Hello,
I noticed when performing a profiling of an application that the
MPI_init() function takes a considerable amount of time.
There is a big difference when running 32 processes over 32 machines and
32 processes over 8 machines (Each machine has 8 cores).

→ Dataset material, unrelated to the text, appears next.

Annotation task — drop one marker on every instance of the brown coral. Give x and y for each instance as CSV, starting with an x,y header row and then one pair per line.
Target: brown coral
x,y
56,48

These are the results of the profiling:
Results for 32 cores (8 machines)
Group.1 percent usec
38 SSOR 79.1125 2557445.625
7 EXCHANGE_1 31.8125 33.250
24 MPI_Recv() 26.0750 33.375
2 BLTS 24.7500 103.125
3 BUTS 22.2375 92.500
12 INIT_COMM 19.8500 1311003.375
*22 MPI_Init() 19.8500 1310925.750*
33 RHS 18.4000 4690.500
8 EXCHANGE_3 9.2750 1179.000
26 MPI_Wait() 7.2250 565.125
13 JACLD 6.4875 27.000
25 MPI_Send() 6.3500 8.000
14 JACU 6.2500 26.000
37 SETIV 0.6625 20908.500
6 EXACT 0.2188 0.000
4 ERHS 0.2000 11499.000
Results for 32 machines
Group.1 percent usec
38 SSOR 97.28889 2573471.0000
7 EXCHANGE_1 39.25556 33.3333
2 BLTS 29.11111 98.7778
3 BUTS 27.96667 95.0000
24 MPI_Recv() 27.48889 28.7778
33 RHS 23.98889 5018.6667
25 MPI_Send() 13.51111 14.0000
8 EXCHANGE_3 13.06667 1361.1111
26 MPI_Wait() 9.37778 599.0000
13 JACLD 7.72222 26.0000
14 JACU 7.37778 25.0000
12 INIT_COMM 1.46667 76713.6667
*22 MPI_Init() 1.45556 76253.4444*
37 SETIV 0.80000 20914.0000
6 EXACT 0.25000 0.0000
4 ERHS 0.21111 10458.3333
The function MPI_init() in the first case (4 processes per machine) was
17 times slower than the second case (1 process per machine). Is this
behaviour normal?
The command I used for running the application was:
First case:
mpirun --machinefile machine_file -npernode 4 --mca btl self,sm,tcp
lu.A.32
Second case:
mpirun --machinefile machine_file --mca btl self,sm,tcp lu.A.32
I used the version of mpi:
mpirun --V
mpirun (Open MPI) 1.4.5
and the system I used is the following:
Linux kameleon-debian 3.2.0-4-amd64 #1 SMP Debian 3.2.65-1+deb7u2 x86_64
GNU/Linux
I will appreciate any feedback, thank you.